TRADITIONAL KNOWLEDGE DISCLOSURE AND DIGITAL INNOVATION ACCOUNTABILITY IN EMERGING ECONOMIES
Authors
Abstract
Background: Traditional knowledge has increasingly attracted policy attention within emerging
economies due to its relevance to biodiversity, indigenous innovation, cultural identity, and sustainable livelihoods. Yet, corporate utilisation of traditional knowledge in product development and supply chain sourcing raises accountability concerns, particularly when digital innovation accelerates data extraction, algorithmic commodification, and cross border commercialisation.
Aim: This study examined how traditional knowledge disclosure influences digital innovation accountability among firms in emerging economies, while assessing whether governance mechanisms strengthen transparency and responsible digitalisation of indigenous resources.
Methodology: The study adopted an ex post facto design using balanced panel data from 72 listed non financial firms across Nigeria, Kenya, South Africa, and Tanzania covering 2014 to 2024. Traditional knowledge disclosure was measured using a structured index capturing reporting on community engagement, benefit sharing, intellectual property safeguards, and indigenous consent processes. Digital innovation accountability was operationalised through disclosures on data ethics, algorithmic governance, cybersecurity controls, and innovation risk oversight. Data were analysed using descriptive statistics, correlation analysis, fixed effects regression, and robust regression for sensitivity.

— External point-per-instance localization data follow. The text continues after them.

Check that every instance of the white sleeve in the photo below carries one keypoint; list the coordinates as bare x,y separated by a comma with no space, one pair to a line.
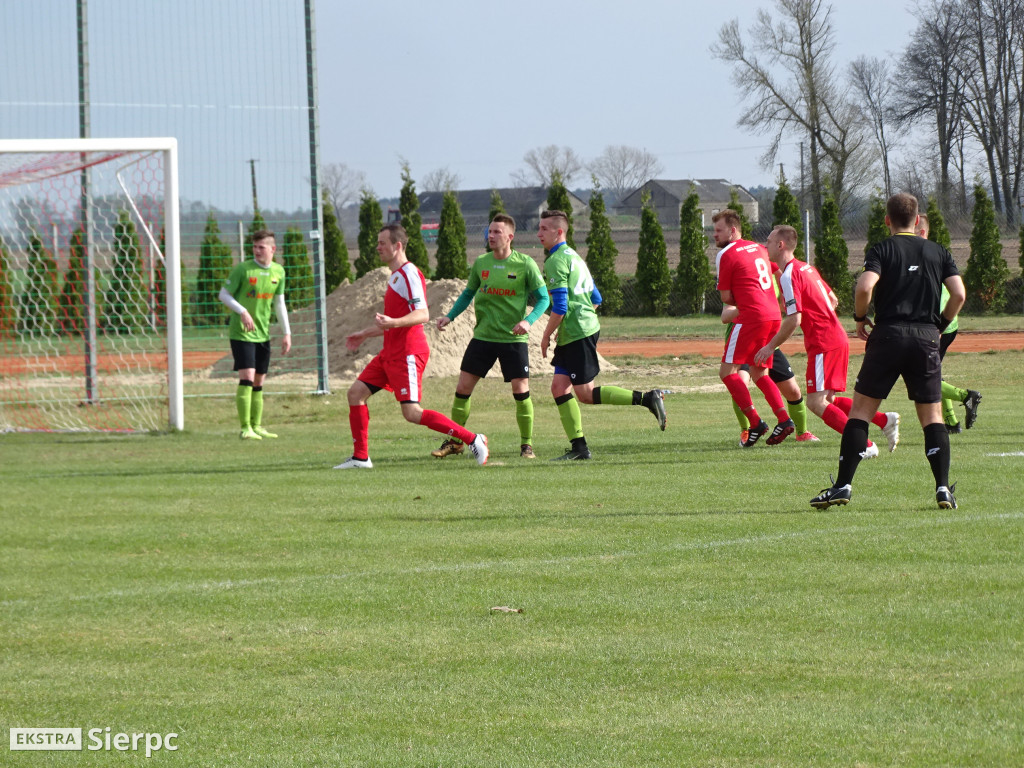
229,301
279,305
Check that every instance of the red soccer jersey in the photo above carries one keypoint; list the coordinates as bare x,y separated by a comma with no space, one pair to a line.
806,292
743,267
407,291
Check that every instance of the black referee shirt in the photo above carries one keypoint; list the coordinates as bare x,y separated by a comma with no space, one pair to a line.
911,270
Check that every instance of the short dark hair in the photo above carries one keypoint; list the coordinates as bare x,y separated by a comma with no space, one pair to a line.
396,233
902,210
504,218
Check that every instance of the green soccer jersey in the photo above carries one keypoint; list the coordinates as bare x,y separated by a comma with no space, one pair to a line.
254,287
502,289
565,268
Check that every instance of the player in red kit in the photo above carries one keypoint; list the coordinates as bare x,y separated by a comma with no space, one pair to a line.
399,365
744,280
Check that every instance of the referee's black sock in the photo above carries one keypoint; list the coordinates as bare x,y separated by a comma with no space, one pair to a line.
937,451
850,449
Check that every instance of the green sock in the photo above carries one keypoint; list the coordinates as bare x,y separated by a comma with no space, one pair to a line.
256,408
460,413
744,423
615,396
568,412
949,392
524,418
798,412
243,399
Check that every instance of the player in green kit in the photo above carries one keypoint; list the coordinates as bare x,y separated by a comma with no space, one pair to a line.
252,290
573,297
502,283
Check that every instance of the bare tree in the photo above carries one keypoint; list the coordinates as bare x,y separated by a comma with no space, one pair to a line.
440,179
793,90
544,162
622,169
872,82
341,184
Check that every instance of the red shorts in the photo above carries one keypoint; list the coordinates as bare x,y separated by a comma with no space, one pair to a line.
747,339
826,371
401,375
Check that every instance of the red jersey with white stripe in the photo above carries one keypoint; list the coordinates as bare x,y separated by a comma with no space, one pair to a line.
744,268
407,291
806,292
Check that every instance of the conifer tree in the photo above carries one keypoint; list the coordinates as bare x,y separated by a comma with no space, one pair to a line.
785,210
452,241
602,255
73,298
214,266
653,278
336,266
693,276
558,200
371,221
937,229
409,206
986,271
832,256
745,228
38,306
124,307
298,272
878,230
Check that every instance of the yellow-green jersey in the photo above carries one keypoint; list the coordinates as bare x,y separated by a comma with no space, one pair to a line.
569,282
254,287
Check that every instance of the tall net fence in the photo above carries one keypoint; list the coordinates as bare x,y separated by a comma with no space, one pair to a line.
229,81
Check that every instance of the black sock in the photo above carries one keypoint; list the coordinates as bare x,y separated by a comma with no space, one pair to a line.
937,451
854,442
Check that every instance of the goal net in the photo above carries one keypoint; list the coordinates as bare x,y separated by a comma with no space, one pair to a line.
90,322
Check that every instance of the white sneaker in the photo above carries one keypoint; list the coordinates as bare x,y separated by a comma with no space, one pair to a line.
479,449
891,430
354,463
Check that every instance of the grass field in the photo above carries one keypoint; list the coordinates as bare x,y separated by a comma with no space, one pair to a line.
682,604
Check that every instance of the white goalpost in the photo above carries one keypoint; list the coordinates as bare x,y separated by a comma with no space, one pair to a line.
90,286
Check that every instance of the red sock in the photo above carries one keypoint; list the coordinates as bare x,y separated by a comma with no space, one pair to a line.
773,396
358,421
440,423
741,396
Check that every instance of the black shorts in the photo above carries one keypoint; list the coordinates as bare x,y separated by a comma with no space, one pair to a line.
251,354
513,356
910,351
780,369
578,359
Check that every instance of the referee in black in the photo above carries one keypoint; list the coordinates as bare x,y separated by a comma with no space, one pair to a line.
905,273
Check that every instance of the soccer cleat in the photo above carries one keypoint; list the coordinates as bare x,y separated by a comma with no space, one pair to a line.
654,401
573,455
354,463
448,449
755,433
478,448
891,430
971,403
782,430
832,497
944,497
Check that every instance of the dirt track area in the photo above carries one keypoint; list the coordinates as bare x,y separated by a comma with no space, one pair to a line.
967,341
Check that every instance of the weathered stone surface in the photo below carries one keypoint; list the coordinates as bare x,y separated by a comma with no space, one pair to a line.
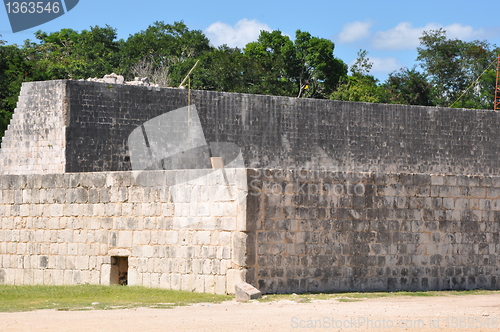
246,292
188,254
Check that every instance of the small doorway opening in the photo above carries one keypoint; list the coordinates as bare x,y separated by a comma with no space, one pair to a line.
119,270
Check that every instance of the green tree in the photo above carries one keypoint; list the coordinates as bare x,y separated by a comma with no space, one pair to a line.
408,87
305,67
454,65
168,48
360,86
69,54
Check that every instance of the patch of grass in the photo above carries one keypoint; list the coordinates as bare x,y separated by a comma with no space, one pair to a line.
88,297
351,297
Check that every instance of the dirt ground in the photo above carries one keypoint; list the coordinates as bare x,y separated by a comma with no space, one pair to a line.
440,313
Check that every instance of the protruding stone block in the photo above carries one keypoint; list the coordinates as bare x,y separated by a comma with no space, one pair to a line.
246,292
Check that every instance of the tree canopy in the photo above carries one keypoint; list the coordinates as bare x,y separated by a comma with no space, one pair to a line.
452,72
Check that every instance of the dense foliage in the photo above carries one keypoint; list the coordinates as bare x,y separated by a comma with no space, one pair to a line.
273,64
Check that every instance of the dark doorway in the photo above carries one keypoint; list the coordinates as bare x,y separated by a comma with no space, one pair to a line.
119,270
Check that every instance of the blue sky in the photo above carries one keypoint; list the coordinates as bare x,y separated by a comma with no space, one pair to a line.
388,30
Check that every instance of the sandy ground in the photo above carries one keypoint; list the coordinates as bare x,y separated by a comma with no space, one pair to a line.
442,313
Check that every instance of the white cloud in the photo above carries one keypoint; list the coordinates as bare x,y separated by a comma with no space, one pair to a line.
243,32
405,36
354,31
384,65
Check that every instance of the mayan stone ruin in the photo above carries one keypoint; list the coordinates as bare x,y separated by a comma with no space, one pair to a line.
106,183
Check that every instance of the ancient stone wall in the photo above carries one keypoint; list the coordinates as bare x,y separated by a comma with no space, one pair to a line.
67,228
327,231
95,119
35,141
335,196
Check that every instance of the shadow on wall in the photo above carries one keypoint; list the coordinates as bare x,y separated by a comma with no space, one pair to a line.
175,140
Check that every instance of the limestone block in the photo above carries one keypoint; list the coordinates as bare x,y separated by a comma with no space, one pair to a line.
220,284
238,255
246,292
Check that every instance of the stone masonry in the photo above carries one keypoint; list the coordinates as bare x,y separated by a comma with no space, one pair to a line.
317,231
64,228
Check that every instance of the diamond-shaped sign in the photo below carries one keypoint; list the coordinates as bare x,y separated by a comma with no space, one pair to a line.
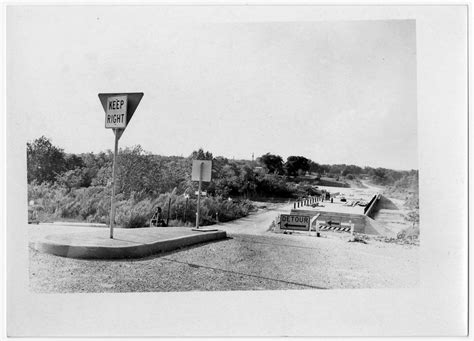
119,109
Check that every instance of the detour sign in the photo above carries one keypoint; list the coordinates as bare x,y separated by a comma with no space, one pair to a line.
294,222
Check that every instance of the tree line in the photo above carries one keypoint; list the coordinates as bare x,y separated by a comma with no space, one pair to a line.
78,186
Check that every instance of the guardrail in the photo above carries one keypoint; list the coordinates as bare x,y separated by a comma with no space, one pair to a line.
370,206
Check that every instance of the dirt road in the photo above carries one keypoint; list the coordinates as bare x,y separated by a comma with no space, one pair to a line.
250,259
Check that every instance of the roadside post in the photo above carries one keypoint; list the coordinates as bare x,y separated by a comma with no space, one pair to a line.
315,220
352,229
119,109
201,172
186,207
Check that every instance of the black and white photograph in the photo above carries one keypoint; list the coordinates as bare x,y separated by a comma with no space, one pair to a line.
217,159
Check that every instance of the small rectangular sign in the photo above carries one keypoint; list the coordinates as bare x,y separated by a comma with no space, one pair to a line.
116,112
294,222
206,170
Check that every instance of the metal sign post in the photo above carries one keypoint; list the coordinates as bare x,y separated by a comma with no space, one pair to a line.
199,195
114,172
201,171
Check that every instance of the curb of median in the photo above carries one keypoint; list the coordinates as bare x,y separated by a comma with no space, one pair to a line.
120,252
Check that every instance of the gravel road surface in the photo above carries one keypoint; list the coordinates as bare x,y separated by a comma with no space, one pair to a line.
250,259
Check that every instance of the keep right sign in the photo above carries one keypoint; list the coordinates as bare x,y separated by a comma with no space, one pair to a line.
116,112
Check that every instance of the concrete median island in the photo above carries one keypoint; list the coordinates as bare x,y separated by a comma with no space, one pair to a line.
127,243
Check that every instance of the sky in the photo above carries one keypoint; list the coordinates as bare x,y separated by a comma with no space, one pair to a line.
334,92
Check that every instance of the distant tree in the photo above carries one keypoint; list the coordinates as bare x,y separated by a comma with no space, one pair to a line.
73,161
297,165
274,163
44,161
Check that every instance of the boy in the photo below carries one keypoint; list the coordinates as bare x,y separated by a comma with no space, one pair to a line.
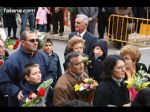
54,61
30,83
100,51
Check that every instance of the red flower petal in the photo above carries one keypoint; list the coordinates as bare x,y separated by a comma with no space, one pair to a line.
41,92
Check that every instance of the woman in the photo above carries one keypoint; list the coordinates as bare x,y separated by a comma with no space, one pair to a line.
120,33
142,98
111,90
3,53
75,44
132,56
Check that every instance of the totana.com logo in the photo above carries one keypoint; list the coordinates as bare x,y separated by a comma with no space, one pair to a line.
11,10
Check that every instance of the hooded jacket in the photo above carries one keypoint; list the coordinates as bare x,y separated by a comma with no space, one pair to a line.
95,67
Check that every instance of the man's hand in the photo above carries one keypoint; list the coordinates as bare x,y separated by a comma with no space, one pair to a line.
20,95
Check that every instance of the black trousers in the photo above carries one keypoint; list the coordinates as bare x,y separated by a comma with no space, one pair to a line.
58,22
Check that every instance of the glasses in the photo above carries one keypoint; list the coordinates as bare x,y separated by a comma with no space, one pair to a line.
33,40
120,68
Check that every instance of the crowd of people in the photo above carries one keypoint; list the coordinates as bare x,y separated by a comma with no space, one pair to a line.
23,70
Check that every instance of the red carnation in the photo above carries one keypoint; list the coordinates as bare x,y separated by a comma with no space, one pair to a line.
1,62
30,95
41,92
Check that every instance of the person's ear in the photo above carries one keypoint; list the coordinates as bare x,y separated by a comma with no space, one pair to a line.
27,77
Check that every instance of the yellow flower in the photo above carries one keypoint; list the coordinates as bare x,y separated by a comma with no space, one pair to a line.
77,87
129,82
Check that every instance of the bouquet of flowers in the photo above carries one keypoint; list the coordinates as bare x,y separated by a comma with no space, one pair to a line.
38,98
12,44
139,81
85,89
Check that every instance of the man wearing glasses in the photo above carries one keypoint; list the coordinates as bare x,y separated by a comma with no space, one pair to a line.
12,71
81,24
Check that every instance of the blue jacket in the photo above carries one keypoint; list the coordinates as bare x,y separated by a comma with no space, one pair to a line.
12,71
54,67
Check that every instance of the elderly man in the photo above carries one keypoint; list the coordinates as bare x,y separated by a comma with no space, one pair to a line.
81,24
12,71
92,13
64,88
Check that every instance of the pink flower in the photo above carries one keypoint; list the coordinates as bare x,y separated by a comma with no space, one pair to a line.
133,93
41,92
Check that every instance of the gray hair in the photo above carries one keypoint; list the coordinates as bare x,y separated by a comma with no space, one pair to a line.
70,56
84,18
23,35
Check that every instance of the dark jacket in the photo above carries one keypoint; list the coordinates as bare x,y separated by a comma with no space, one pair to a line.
12,71
54,67
142,98
26,88
64,89
95,67
89,38
109,93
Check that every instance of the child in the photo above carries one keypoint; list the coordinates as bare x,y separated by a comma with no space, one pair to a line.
100,51
41,18
55,66
31,81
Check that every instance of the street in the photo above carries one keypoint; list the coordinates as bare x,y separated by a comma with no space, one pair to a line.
61,41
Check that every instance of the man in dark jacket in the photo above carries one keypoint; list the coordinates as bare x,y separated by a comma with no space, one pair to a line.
81,24
28,13
12,71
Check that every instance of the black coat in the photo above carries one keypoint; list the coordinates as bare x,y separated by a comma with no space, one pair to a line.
109,93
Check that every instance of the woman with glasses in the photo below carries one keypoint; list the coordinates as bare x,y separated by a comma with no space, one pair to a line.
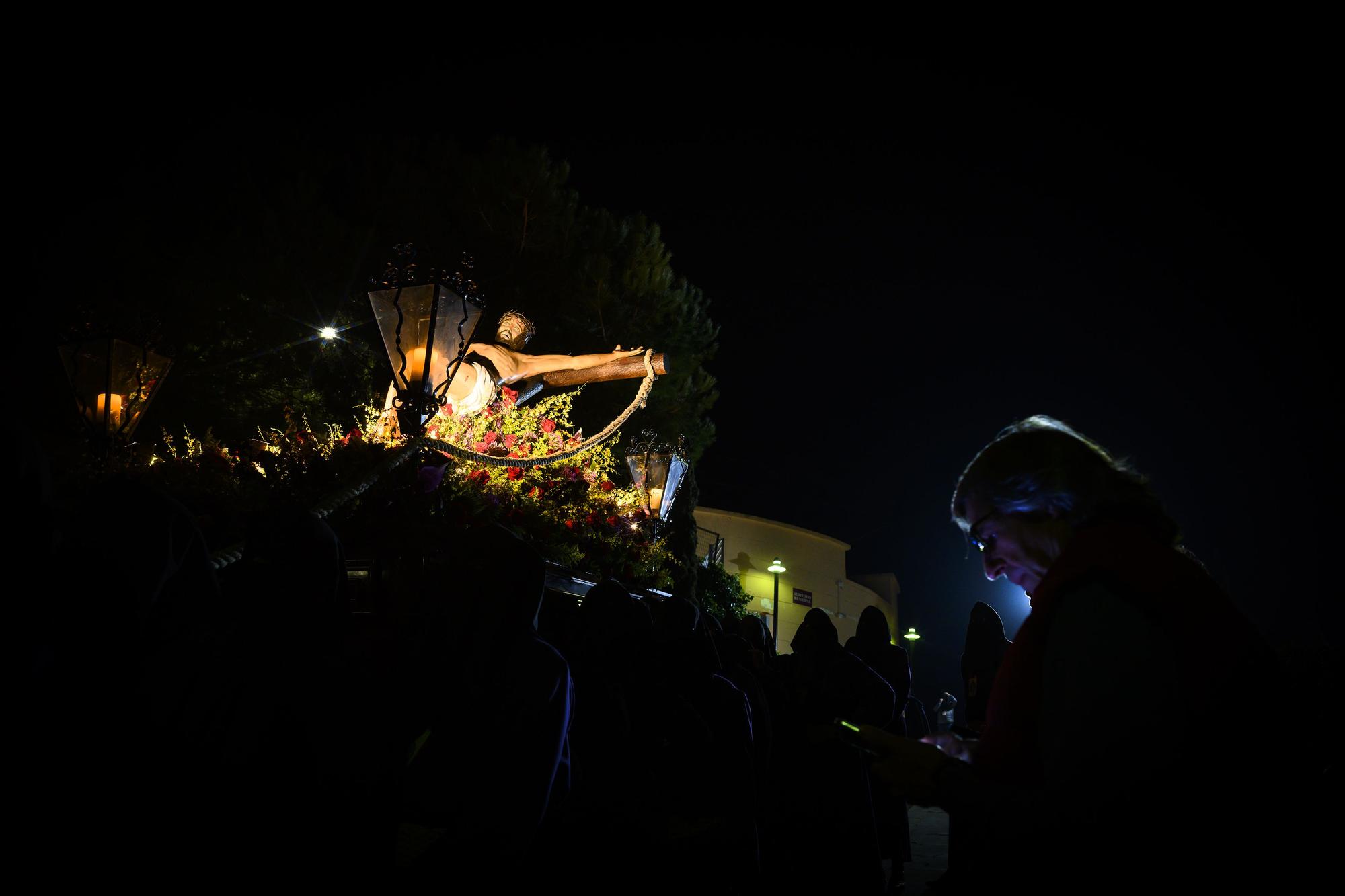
1102,758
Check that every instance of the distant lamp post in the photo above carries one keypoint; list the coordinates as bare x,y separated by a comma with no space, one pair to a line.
114,382
657,471
427,317
775,612
913,637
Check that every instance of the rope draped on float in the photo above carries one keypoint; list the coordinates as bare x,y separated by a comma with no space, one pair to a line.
221,559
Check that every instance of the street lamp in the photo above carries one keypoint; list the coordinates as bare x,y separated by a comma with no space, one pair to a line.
657,471
427,317
775,614
911,637
114,384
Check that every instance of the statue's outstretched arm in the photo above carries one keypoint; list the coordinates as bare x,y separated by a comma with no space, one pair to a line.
514,366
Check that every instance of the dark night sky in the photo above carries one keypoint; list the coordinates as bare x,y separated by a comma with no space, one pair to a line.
907,255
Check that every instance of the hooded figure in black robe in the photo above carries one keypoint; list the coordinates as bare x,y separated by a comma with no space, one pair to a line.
874,645
493,759
829,792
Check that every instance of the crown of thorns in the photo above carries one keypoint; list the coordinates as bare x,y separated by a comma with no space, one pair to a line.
528,327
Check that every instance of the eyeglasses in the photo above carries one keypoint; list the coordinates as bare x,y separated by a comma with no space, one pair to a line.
977,541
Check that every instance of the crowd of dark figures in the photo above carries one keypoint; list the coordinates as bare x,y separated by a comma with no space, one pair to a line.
188,725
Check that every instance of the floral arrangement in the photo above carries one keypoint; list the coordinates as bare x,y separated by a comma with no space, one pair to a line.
575,512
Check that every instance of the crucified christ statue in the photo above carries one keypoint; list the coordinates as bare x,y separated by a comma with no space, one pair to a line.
505,364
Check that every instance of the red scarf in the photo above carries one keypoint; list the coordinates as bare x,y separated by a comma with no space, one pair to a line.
1213,637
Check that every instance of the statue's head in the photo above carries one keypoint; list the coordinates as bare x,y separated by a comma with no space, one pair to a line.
514,330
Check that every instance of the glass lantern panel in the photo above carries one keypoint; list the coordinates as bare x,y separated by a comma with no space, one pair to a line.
114,382
677,470
423,309
649,474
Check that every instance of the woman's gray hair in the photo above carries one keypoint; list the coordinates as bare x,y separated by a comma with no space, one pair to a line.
1042,466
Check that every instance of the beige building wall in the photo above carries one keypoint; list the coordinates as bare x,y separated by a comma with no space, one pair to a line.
814,563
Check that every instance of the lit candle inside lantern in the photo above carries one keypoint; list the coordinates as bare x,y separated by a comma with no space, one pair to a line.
115,408
416,365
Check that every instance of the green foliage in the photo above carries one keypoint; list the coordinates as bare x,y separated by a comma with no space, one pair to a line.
571,512
259,243
720,592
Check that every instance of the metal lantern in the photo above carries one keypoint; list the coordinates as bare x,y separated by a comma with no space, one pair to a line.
658,471
427,317
114,382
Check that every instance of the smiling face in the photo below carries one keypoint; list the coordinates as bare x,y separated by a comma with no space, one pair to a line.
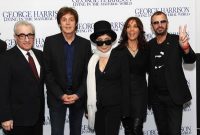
132,30
159,24
104,48
24,42
68,24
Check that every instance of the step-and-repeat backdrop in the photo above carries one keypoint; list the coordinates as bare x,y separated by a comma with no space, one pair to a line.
42,13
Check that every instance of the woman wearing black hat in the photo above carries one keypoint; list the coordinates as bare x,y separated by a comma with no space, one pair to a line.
133,44
107,83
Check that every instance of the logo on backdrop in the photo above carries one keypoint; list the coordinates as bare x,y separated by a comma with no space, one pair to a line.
77,3
29,15
170,11
39,42
151,132
88,27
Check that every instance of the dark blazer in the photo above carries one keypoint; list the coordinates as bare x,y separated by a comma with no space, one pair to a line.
175,78
3,46
21,94
113,85
55,67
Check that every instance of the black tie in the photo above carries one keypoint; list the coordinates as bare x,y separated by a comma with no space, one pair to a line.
32,65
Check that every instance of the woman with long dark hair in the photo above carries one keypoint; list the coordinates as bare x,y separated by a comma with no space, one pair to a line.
134,45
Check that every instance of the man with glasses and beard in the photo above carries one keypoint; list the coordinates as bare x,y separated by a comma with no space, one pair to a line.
22,84
168,89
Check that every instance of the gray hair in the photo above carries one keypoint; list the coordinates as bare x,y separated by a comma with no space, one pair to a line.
22,22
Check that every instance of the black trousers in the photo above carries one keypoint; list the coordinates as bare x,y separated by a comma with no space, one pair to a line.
168,115
37,129
107,120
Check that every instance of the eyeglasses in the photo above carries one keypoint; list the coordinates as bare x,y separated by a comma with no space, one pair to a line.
101,43
23,36
159,22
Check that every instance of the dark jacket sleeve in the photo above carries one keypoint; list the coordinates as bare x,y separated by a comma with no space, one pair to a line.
125,81
5,77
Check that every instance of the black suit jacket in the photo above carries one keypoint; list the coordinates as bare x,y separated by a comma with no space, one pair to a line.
21,94
55,67
3,46
175,78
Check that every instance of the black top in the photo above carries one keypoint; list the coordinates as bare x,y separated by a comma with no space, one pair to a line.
3,46
158,66
174,75
138,66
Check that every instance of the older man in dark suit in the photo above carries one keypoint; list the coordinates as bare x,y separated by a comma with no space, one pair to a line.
21,87
167,83
3,46
66,56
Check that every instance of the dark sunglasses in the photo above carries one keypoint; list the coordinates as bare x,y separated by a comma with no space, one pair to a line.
159,22
101,43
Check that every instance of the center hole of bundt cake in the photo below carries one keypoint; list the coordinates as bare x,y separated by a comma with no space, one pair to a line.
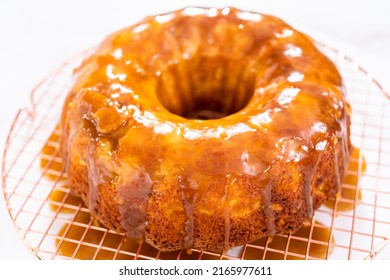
208,88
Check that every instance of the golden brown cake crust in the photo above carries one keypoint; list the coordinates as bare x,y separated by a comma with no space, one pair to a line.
206,129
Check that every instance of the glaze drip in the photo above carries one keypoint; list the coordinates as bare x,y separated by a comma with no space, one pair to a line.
165,110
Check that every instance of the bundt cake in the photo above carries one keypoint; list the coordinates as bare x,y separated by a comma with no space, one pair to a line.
205,128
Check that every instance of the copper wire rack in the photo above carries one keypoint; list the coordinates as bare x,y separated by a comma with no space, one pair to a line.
55,225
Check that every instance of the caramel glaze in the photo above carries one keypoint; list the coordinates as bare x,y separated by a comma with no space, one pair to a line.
206,129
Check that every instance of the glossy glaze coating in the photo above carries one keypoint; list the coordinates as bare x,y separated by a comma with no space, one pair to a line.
205,128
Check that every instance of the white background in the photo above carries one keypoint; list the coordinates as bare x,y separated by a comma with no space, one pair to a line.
37,36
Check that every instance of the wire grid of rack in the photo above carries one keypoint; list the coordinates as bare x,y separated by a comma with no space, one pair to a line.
55,225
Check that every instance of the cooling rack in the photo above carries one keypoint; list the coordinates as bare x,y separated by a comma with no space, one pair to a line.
55,225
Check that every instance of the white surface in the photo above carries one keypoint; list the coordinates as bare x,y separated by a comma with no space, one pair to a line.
37,36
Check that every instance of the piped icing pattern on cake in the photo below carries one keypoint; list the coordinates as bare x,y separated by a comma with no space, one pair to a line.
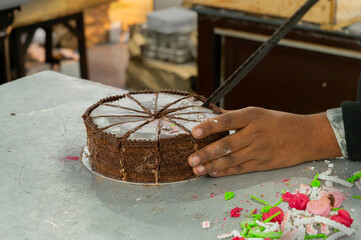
150,116
146,136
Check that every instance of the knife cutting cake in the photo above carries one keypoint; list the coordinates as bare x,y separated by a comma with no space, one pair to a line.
145,136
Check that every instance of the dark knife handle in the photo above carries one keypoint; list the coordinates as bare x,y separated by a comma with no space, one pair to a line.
258,55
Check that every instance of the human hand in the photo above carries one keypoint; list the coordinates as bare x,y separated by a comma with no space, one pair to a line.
264,140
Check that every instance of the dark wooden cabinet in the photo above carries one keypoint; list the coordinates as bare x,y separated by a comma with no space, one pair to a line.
310,71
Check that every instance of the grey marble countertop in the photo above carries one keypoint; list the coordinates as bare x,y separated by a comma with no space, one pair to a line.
46,195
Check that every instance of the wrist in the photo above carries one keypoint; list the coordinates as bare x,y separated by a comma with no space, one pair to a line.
323,142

Findings: Traditional knowledge disclosure showed a positive and statistically significant association with digital innovation accountability, indicating that firms reporting community consent and benefit sharing practices are more likely to strengthen ethical digital governance and innovation risk control. Governance quality, proxied by audit committee diligence and board independence, significantly strengthened the relationship, suggesting that responsible reporting on indigenous resources improves when oversight structures are active. However, disclosure quality varied substantially across countries, reflecting uneven regulatory enforcement and heterogeneous stakeholder pressure. Contributions: The study contributes to sustainability reporting and digital accountability literature by extending disclosure research to traditional knowledge governance, a neglected domain in corporate
reporting within emerging economies. It provides evidence that ethical management of indigenous knowledge resources is increasingly interconnected with digital innovation systems and risk governance.
Recommendations
Regulators: Develop traditional knowledge disclosure guidance that integrates indigenous benefit sharing expectations with digital governance requirements.
Firms: Embed indigenous consent, benefit sharing, and knowledge protection into innovation governance frameworks and board oversight.
Researchers: Incorporate qualitative validation, assurance mechanisms, and sectoral analysis to assess whether reported practices reflect substantive accountability.